Pemanfaatan Lahan Gambut di Pontianak Utara Bisa Jadi Contoh Solusi Permanen Cegah Karhutla

KalbarOnline, Pontianak – Gubernur Kalimantan Barat (Kalbar) Sutarmidji membagikan kisah sukses pemanfaatan lahan gambut untuk pertanian yang dikelola tanpa membakar. Hal tersebut menurutnya bisa ditemukan di daerah Kelurahan Siantan, Pontianak Utara. Serta bisa menjadi solusi permanen mencegah terjadinya kebakaran hutan dan lahan (karhutla).

“Saya (ketika wali kota) pernah didatangi NGO dari Hongkong, dan lainnya, mereka sudah melakukan pembinaan masyarakat jangan sampai membuka lahan (dengan) membakar. Kita di Pontianak waktu saya wali kota ada 800 hektare lahan terminal agribisnis, tidak boleh ada bangunan, tidak boleh apa, harus tanaman,” ujarnya.

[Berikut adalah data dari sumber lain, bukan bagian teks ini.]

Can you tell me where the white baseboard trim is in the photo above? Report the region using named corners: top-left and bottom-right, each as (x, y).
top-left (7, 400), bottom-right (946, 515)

Hal itu disampaikan Sutarmidji saat menghadiri kegiatan sosialisasi perdagangan karbon sektor kehutanan lingkup Direktorat Jenderal Pengelolaan Hutan Lestari, Kementerian Lingkungan Hidup dan Kehutanan (KLHK), baru-baru ini.

Lebih lanjut Sutarmidji mencontohkan, untuk tanaman sawi misalnya, dari lahan per satu hektare di sana bisa menghasilkan sampai 18 ton sawi. Lahan yang digunakan tidak perlu dibakar, melainkan cukup diatapi dengan jaring-jaring hitam. Kemudian untuk tanaman talas, per sate hektare di sana, dikatakan Midji bisa menghasilkan antara 20 ton sampai 25 ton talas.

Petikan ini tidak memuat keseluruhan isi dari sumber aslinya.